Heimdal
- Formerly: Heimdal Security
- Type: Private company
- Industry: Cybersecurity
- Founded: March 2014, Copenhagen, Denmark
- Founder: Morten Kjærsgaard
- Headquarters: Copenhagen, Denmark
- Key people: Morten Kjærsgaard (Chairman); Jesper Frederiksen (CEO)
- Website: heimdalsecurity.com

= Heimdal (company) =

Danish cybersecurity company

Heimdal is a Danish cybersecurity company.

== History ==
In 2014, Heimdal was launched in Copenhagen, under the name Heimdal Security. That same year, it joined Operation Tovar, an international effort against the Zeus ransomware.

Between 2016 and 2018, Heimdal expanded its product suite to include antivirus capabilities, firewall management, and AI-powered DNS detection. Between 2016 and 2021, the company received multiple Cybersecurity Awards (CSA) for its anti-malware and AI-driven security products. In 2019, Heimdal acquired the software company BasicBytes.
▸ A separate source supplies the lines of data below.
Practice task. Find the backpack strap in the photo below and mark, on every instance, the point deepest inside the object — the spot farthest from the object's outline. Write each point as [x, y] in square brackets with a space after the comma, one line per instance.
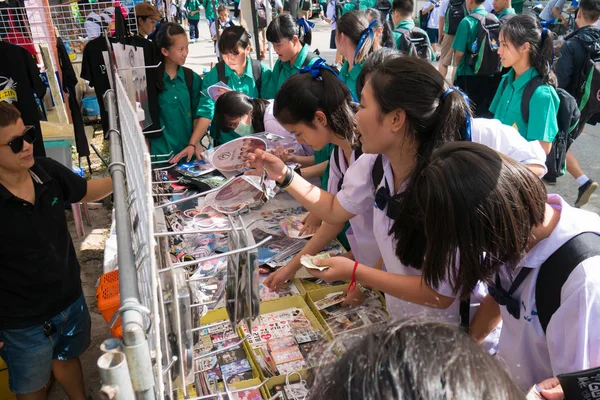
[528, 91]
[188, 75]
[555, 271]
[377, 171]
[309, 57]
[257, 74]
[221, 72]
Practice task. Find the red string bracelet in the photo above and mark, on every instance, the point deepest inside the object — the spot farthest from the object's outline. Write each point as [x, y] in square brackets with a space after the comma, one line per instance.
[352, 285]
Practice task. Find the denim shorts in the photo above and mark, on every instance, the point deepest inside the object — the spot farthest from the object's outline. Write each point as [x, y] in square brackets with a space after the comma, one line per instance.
[28, 352]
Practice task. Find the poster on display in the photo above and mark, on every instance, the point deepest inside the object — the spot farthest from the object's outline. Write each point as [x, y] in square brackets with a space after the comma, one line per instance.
[134, 79]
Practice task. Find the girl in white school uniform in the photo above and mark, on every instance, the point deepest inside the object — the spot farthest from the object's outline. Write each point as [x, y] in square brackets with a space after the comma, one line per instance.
[405, 129]
[508, 216]
[317, 107]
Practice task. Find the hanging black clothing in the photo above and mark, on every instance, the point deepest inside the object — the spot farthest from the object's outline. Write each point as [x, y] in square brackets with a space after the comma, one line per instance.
[95, 71]
[19, 79]
[69, 86]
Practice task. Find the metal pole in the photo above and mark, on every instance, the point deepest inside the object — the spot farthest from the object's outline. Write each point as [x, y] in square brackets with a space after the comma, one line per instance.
[114, 375]
[135, 343]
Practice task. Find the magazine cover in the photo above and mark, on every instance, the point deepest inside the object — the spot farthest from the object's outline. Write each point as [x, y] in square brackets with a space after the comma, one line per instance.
[230, 156]
[217, 90]
[195, 168]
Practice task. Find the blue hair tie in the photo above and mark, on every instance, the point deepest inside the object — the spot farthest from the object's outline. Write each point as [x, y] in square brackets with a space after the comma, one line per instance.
[315, 71]
[467, 132]
[367, 32]
[307, 25]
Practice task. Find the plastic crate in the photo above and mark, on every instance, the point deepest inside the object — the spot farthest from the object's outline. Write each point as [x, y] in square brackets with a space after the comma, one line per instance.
[109, 300]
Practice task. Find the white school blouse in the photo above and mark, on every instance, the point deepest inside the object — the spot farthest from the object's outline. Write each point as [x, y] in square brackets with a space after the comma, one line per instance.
[360, 234]
[358, 197]
[572, 339]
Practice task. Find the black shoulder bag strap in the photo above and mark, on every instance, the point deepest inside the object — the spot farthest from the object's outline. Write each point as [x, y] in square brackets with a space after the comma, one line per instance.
[555, 271]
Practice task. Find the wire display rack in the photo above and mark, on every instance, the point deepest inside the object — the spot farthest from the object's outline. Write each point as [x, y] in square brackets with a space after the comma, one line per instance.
[160, 318]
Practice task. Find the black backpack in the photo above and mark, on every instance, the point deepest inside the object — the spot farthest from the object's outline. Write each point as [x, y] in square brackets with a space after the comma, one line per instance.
[256, 73]
[483, 54]
[305, 5]
[587, 90]
[336, 160]
[455, 13]
[415, 42]
[555, 271]
[567, 120]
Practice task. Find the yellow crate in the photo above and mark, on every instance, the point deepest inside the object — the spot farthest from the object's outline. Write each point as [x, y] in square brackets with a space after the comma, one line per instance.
[5, 393]
[278, 305]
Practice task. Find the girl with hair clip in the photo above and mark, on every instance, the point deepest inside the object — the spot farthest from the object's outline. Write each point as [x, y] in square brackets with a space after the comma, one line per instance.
[238, 71]
[317, 107]
[527, 48]
[178, 117]
[355, 40]
[399, 131]
[240, 115]
[382, 29]
[492, 218]
[291, 39]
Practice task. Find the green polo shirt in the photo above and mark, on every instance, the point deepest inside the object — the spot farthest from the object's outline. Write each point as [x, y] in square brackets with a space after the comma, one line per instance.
[350, 77]
[466, 34]
[193, 5]
[506, 11]
[283, 70]
[543, 107]
[176, 113]
[209, 9]
[244, 83]
[407, 24]
[364, 4]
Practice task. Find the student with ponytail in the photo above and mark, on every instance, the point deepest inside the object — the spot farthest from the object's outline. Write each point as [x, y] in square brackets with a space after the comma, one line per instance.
[178, 104]
[237, 115]
[492, 218]
[528, 50]
[405, 127]
[355, 40]
[317, 107]
[291, 39]
[239, 72]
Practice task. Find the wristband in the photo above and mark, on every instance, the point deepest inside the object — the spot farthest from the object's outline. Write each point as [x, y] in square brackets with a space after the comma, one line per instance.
[287, 179]
[352, 285]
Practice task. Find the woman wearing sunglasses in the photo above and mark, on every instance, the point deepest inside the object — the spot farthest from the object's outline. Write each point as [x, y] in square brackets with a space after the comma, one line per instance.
[404, 127]
[40, 282]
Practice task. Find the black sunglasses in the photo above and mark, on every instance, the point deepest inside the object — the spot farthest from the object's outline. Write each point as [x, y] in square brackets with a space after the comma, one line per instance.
[16, 145]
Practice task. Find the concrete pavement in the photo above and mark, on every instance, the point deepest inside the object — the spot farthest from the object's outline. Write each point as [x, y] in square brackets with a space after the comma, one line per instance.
[585, 148]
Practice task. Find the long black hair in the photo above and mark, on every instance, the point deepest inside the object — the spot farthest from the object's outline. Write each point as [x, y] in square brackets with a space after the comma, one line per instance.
[387, 37]
[286, 27]
[435, 114]
[164, 40]
[301, 96]
[525, 29]
[232, 105]
[355, 25]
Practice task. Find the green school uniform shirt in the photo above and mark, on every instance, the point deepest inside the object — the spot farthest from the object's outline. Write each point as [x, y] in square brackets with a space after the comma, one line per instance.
[350, 77]
[466, 34]
[543, 107]
[245, 84]
[283, 70]
[209, 9]
[193, 5]
[176, 113]
[364, 4]
[407, 24]
[506, 11]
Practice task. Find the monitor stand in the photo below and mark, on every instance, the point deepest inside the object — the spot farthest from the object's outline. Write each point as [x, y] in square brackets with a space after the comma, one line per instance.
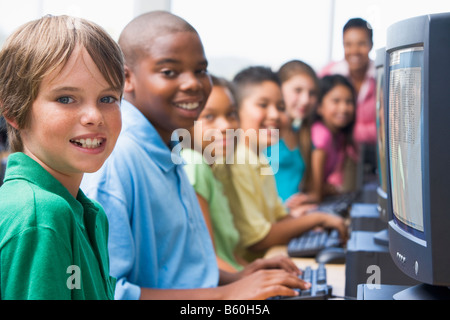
[423, 292]
[382, 238]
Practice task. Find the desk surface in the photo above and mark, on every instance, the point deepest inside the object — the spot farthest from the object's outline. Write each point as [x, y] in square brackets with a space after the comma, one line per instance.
[335, 272]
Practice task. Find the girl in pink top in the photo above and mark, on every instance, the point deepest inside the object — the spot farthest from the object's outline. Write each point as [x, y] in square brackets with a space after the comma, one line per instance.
[331, 135]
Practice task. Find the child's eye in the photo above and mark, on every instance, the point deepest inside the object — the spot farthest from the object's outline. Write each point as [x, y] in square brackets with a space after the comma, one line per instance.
[202, 71]
[233, 115]
[168, 73]
[65, 100]
[108, 100]
[208, 117]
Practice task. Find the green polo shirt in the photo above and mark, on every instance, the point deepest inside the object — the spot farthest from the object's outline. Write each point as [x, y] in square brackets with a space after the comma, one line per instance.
[52, 246]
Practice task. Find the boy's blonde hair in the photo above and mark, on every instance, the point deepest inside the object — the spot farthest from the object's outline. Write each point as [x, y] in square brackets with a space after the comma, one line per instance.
[40, 47]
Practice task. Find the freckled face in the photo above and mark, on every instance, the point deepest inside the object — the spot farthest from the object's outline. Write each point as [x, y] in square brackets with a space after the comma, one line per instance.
[75, 120]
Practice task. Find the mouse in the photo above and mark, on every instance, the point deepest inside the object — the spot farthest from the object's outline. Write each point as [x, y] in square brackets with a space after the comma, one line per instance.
[331, 255]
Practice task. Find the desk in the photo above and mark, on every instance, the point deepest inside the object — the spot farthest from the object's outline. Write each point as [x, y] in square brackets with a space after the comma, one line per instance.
[335, 272]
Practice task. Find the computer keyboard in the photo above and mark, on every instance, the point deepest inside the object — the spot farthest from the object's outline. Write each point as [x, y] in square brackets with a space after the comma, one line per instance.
[320, 290]
[339, 205]
[312, 242]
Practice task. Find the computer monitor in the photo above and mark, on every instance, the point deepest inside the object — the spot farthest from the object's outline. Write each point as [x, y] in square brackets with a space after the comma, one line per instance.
[418, 89]
[381, 135]
[381, 237]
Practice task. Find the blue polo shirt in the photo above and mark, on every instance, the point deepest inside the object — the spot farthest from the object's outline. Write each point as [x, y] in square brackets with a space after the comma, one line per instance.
[158, 238]
[290, 168]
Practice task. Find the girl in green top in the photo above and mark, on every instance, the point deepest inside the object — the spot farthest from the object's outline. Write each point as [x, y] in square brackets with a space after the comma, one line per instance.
[210, 145]
[61, 82]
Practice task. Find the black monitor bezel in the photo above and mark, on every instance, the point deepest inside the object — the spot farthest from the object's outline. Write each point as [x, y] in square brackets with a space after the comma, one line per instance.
[427, 261]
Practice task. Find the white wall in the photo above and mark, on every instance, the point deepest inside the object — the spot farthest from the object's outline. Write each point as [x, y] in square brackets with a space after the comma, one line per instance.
[236, 33]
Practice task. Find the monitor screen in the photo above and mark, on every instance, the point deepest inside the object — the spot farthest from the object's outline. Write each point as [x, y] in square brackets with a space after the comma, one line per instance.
[405, 138]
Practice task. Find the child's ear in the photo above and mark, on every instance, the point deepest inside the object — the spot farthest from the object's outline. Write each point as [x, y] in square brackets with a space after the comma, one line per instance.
[129, 83]
[11, 122]
[319, 110]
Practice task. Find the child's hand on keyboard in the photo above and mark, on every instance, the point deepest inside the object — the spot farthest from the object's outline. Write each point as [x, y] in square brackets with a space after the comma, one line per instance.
[264, 284]
[278, 262]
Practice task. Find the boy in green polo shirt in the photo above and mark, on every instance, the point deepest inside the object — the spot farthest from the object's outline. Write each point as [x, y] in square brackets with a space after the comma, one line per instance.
[61, 82]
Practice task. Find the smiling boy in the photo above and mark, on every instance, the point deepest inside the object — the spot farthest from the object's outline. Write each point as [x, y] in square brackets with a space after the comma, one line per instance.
[57, 90]
[159, 244]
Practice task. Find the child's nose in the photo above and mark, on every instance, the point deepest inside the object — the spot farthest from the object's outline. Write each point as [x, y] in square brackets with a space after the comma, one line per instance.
[190, 82]
[273, 113]
[91, 115]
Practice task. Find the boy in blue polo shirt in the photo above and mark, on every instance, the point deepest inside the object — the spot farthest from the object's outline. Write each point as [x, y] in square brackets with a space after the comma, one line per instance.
[160, 247]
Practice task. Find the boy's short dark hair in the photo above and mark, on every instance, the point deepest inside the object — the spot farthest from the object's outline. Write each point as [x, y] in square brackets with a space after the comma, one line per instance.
[250, 76]
[360, 23]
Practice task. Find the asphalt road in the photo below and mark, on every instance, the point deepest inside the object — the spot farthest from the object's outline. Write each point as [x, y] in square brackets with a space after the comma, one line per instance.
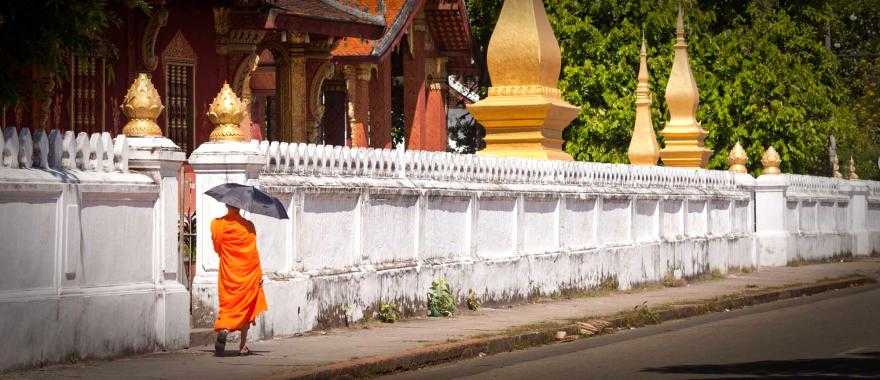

In 2020, the firm itself was acquired by Marlin Equity Partners and subsequently added email security and perimeter DNS protection to its offerings. In 2021 and 2022, Heimdal introduced remote desktop tools, a security operations center (SOC), and a Threat-Hunting and Action Center. In 2023, the company rebranded and shifted its focus toward an extended detection and response (XDR) platform.